二次創作小説(映像)※倉庫ログ
- Re: 『ハリー・ポッター』二次小説〜騎士王の末裔〜 ( No.60 )
- 日時: 2014/03/30 12:42
- 名前: ウルワルス (ID: BgA0tTDI)
スコープはアルバスと共に晴れてクィディッチ・チームの正選手に起用され、7年連続優勝という大目標を目指して充実した日々を送っていけるはずだった。しかし、ジェレイントの呼気の紫色は日増しに濃くなり、その動きも次第に鈍くなってきていた。
*
「次の授業では、『似愛薬』を調合する。」
10月第3週の魔法薬の授業の最後に、セオドール・ノットが宣言した。
「『似愛薬』って何?」
授業が終わり、昼食のため大広間に向かいながら、アルバスがローズに尋ねた。
「名前に『愛』と付いてるけど、恋愛に関係する薬というわけではないの。」
ローズが答えた。
「飲用すると大抵の病気が治るという効能があるんだけど、調合してから3分以内に飲用しないと効能が失われてしまうのね。つまり、『醒めやすい』ってこと。その点が男女間の愛に似ているからという理由で、名付けられたそうよ。」
「命名した人は、きっと失恋続きだったんだろうね。」
アルバスが言った。
「レストレンジみたいに、軽薄な女たらしだったのかもしれないわ。」
ローズが嫌悪感を露わにした口調で言った。ちょうど、ヴァレンティン・レストレンジがサウロス、マヌイルと共に、スコープ、アルバス、ローズを追い越して行ったところだった(魔法薬はスリザリンとの合同授業)。

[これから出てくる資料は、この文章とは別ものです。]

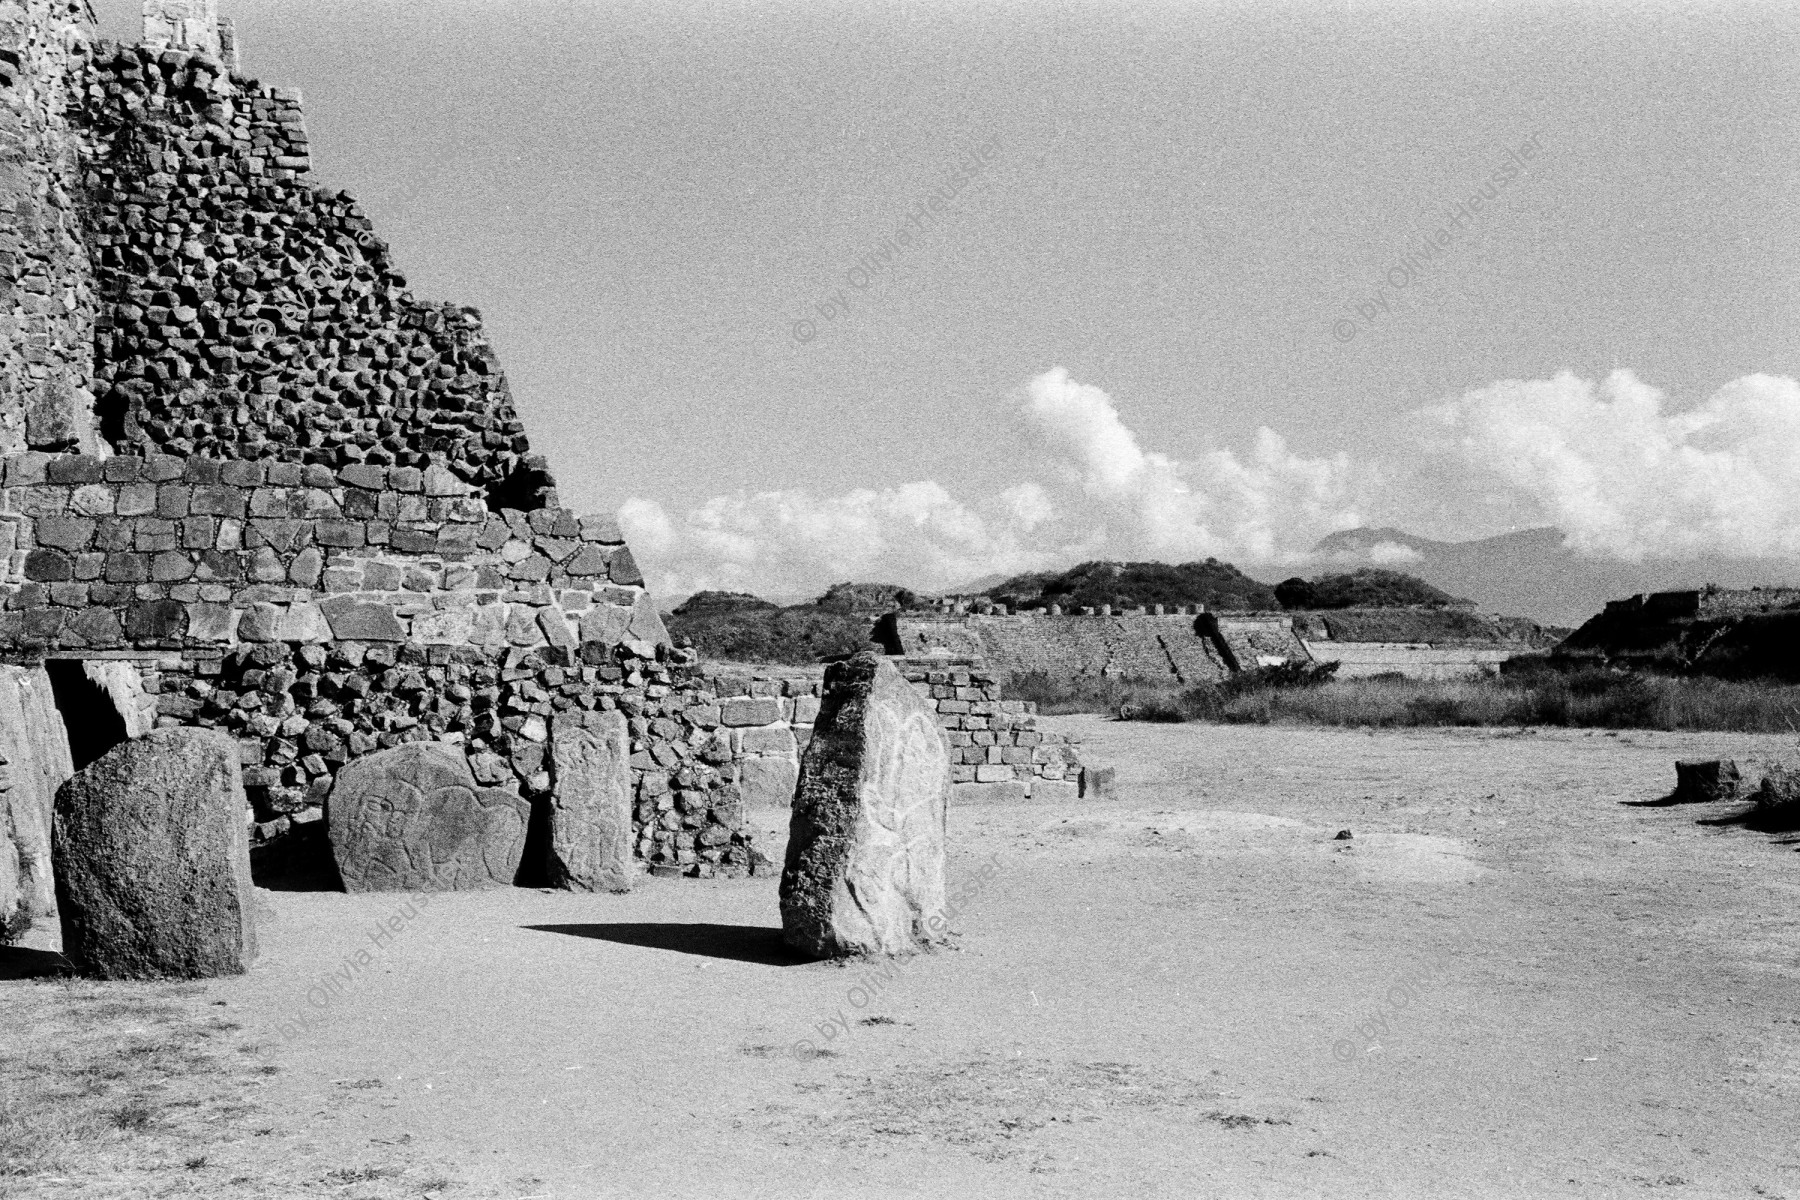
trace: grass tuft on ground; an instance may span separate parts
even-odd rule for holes
[[[1049,714],[1104,712],[1125,720],[1245,725],[1561,726],[1789,733],[1800,686],[1625,674],[1550,672],[1478,679],[1277,679],[1249,672],[1222,686],[1183,689],[1131,680],[1027,676],[1011,694]]]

スコープは、2人の会話を聞きながらも別のことを考えていた。
「次の魔法薬の授業でその薬を調合したら、ジェレイントに飲ませてみようと思う。」
スコープは言った。
「さっきも言ったように、調合してから3分以内に服用しないと効能が失われてしまうの。魔法薬の教室からジェレイントのいるあなた達の寝室までは、どんなに急いでも5分以上かかるだろうから、ジェレイントを連れて行って教室で飲ませるしかないわね。

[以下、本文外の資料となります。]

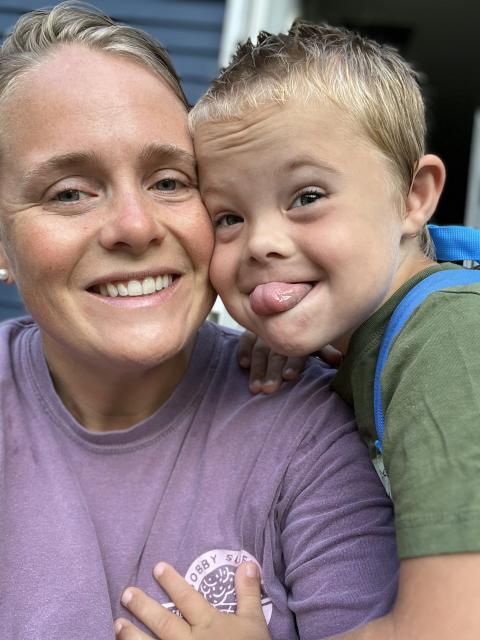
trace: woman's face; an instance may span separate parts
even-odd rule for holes
[[[0,107],[0,230],[47,359],[182,353],[213,303],[186,113],[135,62],[59,48]]]

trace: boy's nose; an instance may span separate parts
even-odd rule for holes
[[[265,216],[252,226],[247,242],[250,261],[261,263],[293,255],[295,247],[288,233],[288,225],[279,218]]]
[[[100,231],[100,243],[105,249],[123,249],[141,255],[150,244],[159,244],[164,239],[165,228],[158,203],[129,193],[115,198],[111,207]]]

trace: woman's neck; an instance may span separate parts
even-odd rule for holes
[[[187,370],[193,345],[191,340],[174,358],[149,368],[59,358],[47,345],[45,352],[67,410],[89,431],[106,432],[128,429],[164,404]]]

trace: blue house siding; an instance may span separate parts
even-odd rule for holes
[[[51,3],[0,0],[0,37],[26,11]],[[224,0],[94,0],[120,22],[150,32],[170,53],[190,102],[196,102],[217,72]]]
[[[16,287],[0,285],[0,321],[25,314]]]
[[[151,33],[166,47],[193,104],[218,69],[224,0],[91,0],[114,20]],[[51,6],[48,0],[0,0],[0,40],[27,11]],[[0,284],[0,320],[24,308],[14,287]]]

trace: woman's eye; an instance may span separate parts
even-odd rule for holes
[[[234,213],[226,213],[215,220],[216,227],[231,227],[234,224],[241,224],[243,218],[236,216]]]
[[[309,204],[313,204],[317,200],[324,198],[325,194],[322,191],[304,191],[300,193],[291,204],[291,209],[297,209],[298,207],[306,207]]]
[[[159,191],[177,191],[182,186],[184,186],[183,183],[175,178],[163,178],[154,184],[155,189]]]
[[[86,194],[80,189],[64,189],[53,197],[57,202],[79,202]]]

だけど、もしノットに見つかったらその時は大変なことになるわ。もちろんグリフィンドールから大量に減点してジェレイントを没収するだろうし、ノットのことだから その場でジェレイントを殺して魔法薬の材料にするってのもありえるでしょうね。」
「闘蛇(とうだ)って魔法薬の材料になるの?」
アルバスが尋ねた。
「『似愛薬』の調合には、闘蛇の表皮が必要なの。」
「・・大きな危険を冒すことになろうと、僕はジェレイントを連れて行って薬を飲ませるよ。どのみちあいつは、近いうちに死んでしまうかもしれないんだ・・」
スコープは話しながら何気なく首筋に手をやった。すると、小さな虫が彼の首筋から飛び立って目の前を飛んで行き、かなり前方を歩いていたサウロス達の方に向かうのが見えた。サウロスは手を伸ばして何かを掴むような動作をした。
「まずいよ。あれは『盗聴虫』だ。」
アルバスが言った。
「何、それ?」 ローズが尋ねた。
「マグルの技術を利用したWWWの商品で、付けた人の話を録音して聞くことができるんだ。マルフォイ達がさっきの話を聞いたとしたら、ノットに告げ口するに決まってる・・」
「ジェレイントが入った覆い付きケースを持って行ったら、墓穴を掘るようなものね・・」
ローズが言った。
「・・そうだ、いい考えがある!」
大広間に到着したところでアルバスが言った。
「兄さんから『透明マント』を借りて、ジェレイントのケースを包めばいい。」
「ポッター先輩は透明マントを持っているのかい?」
テーブルに向かいながら、スコープは声を潜めて尋ねた。
「だから、悪戯をしても受けて当然の罰則を免れてきたわけね。」
ローズが言った。
「授業の最初さえやり過ごしてしまえば問題ない。授業の終わりにノットが他の生徒の薬を採点している隙を見計らって、飲ませればいいわけだからね。」
スコープは希望を抱き、言った。